The Pittsburgh-based team will bring together MBIC and CBI's expertise in cell imaging and microscopy and pair it with the PSC's long history of experience in biomedical supercomputing to create a system called the Brain Imaging Archive. Researchers will be able to submit their whole brain images, along with metadata about the images, to the archive. There the data will be indexed into a searchable system that can be accessed using the internet. Researchers can search the system to find existing data that will help them narrow down their research targets, making research much more efficient.

Machine Learning Approaches for Electrophysiological Cell Classification

Barth was awarded more than $300,000 to develop a method to identify neural cell types from extracellularly recorded spike trains, a "Rosetta Stone" for decoding brain activity.

In a 500x500 micron column of brain tissue, there can be more than 60 different types of neuronal cells, each with its own properties.

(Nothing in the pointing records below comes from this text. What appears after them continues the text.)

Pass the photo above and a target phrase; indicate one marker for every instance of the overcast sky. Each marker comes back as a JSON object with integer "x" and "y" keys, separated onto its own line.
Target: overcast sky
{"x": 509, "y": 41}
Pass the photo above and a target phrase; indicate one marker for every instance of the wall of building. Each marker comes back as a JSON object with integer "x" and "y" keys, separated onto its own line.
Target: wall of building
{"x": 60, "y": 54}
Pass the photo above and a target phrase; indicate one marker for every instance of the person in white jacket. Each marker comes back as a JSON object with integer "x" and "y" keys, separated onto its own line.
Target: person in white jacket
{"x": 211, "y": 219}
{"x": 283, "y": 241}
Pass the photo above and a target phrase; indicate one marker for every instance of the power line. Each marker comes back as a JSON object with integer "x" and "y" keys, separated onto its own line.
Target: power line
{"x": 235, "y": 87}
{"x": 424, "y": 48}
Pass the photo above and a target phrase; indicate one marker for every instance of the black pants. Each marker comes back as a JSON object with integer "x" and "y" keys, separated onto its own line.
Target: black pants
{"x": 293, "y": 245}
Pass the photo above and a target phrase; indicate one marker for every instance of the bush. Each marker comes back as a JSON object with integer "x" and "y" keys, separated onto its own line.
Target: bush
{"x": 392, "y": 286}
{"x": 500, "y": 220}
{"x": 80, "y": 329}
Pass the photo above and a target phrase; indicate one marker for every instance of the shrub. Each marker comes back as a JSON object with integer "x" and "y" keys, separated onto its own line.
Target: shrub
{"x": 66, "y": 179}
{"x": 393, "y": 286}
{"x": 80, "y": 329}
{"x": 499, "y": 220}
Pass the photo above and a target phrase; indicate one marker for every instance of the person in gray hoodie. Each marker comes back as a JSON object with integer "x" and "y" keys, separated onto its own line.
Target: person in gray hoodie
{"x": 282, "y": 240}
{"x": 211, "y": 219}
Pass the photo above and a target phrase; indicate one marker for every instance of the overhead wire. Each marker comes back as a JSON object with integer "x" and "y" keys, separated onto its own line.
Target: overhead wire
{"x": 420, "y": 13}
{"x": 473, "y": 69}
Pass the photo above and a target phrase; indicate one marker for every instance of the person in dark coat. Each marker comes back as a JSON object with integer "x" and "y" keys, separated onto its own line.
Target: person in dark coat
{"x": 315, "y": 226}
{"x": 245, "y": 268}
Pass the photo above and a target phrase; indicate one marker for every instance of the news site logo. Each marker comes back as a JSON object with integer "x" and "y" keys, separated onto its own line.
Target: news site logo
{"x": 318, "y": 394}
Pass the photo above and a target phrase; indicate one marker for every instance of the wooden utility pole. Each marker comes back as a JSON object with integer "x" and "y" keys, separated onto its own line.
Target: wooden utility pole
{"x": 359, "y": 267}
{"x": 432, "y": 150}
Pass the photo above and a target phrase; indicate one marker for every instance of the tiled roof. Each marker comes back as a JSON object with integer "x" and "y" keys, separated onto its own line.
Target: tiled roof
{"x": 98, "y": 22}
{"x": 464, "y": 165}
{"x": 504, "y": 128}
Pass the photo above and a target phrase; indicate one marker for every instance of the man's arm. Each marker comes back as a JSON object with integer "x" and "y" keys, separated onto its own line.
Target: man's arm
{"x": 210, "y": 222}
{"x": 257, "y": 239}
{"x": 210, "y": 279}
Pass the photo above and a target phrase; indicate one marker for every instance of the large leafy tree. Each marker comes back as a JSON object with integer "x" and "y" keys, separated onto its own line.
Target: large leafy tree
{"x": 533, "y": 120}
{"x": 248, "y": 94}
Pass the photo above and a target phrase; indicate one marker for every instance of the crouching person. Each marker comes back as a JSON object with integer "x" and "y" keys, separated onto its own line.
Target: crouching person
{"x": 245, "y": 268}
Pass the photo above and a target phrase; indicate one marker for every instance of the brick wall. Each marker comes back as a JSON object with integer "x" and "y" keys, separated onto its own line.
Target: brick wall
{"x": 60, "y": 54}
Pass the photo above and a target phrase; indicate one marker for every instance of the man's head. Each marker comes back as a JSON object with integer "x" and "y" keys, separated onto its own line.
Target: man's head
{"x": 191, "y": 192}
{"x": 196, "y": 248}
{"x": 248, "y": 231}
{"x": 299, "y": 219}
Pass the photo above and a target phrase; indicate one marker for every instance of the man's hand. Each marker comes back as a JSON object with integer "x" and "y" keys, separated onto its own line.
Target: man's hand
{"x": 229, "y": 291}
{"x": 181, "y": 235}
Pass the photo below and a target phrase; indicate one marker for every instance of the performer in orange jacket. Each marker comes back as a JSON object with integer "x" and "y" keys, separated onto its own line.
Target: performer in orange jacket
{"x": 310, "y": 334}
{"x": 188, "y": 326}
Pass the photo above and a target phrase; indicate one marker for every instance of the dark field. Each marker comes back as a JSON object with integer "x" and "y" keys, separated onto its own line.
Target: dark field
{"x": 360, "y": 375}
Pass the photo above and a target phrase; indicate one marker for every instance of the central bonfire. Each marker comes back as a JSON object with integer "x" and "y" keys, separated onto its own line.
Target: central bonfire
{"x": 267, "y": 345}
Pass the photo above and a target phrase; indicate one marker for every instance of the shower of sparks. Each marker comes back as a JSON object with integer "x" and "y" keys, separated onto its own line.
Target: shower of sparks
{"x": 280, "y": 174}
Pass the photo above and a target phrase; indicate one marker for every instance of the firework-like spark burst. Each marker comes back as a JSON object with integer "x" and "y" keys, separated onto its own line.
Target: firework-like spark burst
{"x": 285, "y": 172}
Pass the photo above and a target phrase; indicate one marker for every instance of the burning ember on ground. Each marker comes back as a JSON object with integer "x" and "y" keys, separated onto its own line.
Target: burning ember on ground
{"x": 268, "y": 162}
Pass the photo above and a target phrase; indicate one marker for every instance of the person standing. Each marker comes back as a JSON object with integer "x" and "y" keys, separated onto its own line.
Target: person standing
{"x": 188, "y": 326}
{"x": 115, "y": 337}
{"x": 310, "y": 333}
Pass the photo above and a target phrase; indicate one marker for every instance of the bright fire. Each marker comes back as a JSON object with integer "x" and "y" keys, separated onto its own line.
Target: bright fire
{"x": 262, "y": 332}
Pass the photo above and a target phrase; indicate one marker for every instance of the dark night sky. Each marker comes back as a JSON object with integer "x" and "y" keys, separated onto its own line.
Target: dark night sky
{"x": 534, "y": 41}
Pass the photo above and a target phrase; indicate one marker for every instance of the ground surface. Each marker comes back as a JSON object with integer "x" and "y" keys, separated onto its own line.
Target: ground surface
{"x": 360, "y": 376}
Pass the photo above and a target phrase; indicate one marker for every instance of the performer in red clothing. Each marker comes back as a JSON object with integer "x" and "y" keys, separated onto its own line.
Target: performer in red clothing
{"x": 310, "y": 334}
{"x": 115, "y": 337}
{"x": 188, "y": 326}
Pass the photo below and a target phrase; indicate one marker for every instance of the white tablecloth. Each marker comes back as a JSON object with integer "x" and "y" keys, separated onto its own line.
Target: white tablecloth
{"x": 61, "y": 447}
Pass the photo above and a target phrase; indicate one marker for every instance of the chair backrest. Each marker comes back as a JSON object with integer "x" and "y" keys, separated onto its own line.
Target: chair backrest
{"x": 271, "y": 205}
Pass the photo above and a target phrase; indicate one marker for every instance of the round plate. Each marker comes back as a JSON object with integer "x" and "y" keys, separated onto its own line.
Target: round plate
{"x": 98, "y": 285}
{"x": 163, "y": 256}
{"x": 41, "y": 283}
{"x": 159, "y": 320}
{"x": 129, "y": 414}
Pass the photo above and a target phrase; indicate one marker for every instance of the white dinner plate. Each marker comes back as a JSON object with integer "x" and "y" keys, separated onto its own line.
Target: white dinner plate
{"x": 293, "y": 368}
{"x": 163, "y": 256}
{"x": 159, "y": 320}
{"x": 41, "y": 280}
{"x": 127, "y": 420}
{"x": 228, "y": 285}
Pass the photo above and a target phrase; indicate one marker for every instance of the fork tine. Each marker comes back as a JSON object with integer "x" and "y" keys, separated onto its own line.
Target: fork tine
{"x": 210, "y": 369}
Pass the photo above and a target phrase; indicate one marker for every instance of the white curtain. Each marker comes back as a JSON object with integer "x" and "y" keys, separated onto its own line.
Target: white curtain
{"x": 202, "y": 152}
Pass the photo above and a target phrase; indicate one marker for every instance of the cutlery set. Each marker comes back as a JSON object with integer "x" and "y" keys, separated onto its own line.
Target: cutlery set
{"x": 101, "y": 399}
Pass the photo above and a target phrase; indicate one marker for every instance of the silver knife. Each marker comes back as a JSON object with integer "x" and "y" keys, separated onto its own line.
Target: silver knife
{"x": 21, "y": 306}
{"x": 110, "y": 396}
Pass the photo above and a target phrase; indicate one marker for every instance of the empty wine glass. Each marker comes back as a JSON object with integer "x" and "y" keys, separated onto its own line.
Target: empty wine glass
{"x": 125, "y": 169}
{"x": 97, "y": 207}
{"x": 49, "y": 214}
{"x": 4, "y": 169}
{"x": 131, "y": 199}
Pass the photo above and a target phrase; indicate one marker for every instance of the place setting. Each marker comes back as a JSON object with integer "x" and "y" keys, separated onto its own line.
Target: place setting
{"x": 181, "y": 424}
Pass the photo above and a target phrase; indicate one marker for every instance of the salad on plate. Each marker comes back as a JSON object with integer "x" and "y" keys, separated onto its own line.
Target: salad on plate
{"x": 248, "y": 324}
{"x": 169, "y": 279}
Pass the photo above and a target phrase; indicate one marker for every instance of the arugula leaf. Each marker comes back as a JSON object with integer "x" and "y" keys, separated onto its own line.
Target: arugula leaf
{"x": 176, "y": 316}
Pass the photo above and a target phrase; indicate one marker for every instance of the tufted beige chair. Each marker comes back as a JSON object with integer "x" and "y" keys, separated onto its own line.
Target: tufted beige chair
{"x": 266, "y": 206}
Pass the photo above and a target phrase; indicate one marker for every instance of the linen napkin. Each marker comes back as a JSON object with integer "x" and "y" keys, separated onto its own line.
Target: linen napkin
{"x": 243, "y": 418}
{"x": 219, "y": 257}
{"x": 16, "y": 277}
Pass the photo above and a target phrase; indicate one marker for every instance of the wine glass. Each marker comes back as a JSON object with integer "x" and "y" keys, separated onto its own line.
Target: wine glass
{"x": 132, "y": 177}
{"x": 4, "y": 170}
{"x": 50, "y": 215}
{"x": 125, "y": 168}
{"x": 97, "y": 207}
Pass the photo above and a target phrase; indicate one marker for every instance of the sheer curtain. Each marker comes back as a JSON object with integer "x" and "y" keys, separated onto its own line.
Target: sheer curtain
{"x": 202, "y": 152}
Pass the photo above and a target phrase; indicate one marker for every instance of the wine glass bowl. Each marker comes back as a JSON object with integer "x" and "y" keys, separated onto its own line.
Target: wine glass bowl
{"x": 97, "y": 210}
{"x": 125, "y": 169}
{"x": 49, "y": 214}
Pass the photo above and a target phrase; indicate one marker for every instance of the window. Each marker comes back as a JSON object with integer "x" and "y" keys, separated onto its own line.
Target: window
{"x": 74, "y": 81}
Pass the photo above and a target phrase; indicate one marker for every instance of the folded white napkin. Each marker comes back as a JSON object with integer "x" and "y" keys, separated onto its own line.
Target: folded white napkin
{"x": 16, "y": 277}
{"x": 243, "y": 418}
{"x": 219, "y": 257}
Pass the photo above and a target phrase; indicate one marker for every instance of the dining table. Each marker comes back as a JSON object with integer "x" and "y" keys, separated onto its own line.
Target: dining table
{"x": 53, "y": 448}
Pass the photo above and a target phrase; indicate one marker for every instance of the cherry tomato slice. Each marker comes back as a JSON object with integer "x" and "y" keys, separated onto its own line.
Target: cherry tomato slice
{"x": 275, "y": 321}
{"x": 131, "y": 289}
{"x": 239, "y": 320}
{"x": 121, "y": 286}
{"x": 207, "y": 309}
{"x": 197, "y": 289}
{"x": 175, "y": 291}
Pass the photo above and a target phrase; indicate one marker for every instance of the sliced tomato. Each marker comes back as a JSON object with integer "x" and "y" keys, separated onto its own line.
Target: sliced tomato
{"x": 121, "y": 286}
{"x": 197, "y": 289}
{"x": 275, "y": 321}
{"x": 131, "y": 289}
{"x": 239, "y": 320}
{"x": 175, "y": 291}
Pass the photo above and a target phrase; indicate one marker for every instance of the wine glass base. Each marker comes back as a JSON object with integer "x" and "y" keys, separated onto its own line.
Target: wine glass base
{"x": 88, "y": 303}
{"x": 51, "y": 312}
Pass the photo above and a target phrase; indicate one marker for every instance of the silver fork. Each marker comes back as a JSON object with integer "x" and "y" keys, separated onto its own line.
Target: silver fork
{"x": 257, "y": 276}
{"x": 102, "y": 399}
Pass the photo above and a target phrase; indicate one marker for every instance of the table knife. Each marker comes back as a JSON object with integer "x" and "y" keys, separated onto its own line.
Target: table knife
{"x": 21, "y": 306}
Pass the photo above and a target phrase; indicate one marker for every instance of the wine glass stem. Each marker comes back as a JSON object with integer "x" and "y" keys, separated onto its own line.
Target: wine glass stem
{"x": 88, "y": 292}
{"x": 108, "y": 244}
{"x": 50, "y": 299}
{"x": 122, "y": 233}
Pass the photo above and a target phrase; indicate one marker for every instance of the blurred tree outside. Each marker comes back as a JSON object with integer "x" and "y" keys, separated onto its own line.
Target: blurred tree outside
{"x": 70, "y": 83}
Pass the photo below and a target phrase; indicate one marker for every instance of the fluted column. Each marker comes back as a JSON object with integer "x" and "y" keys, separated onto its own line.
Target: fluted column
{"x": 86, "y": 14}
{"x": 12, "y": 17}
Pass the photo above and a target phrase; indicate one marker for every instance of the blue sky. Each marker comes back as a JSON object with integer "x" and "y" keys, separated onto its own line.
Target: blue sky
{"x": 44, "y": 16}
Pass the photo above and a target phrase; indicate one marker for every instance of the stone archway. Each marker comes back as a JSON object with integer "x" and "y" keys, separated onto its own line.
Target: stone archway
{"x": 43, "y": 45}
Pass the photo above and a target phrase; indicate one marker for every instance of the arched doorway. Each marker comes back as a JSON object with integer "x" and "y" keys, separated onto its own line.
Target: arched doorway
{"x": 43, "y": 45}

Currently researchers gather information from neurons by inserting an electrode into the brain and recording when neurons spike in response to a stimulus. While this reveals valuable information, researchers don't know which cell type they are recording.

Barth believes that researchers could determine cell type based on patterns found in a neuron's spike train. She will partner with researchers in Carnegie Mellon's Machine Learning Department and Language Technology Institute to develop classifiers for neuron types and use machine learning to identify cell type based on the pattern of spikes collected from a neuron.

Previously, Carnegie Mellon researchers received an additional $2.8 million from the BRAIN Initiative. Engineering faculty members Steven Chase and Byron Yu received over $850,000 from the National Science Foundation (NSF) to establish how variability in movement is encoded in the brain and how this variability contributes to learning and performance. Yu also received close to $1 million from the NSF to understand how the sensory environment and state of mind combine to affect perception and interpretation of the world around us. Max G'Sell, assistant professor of statistics received close to $1 million to study brain circuits in a real-world setting.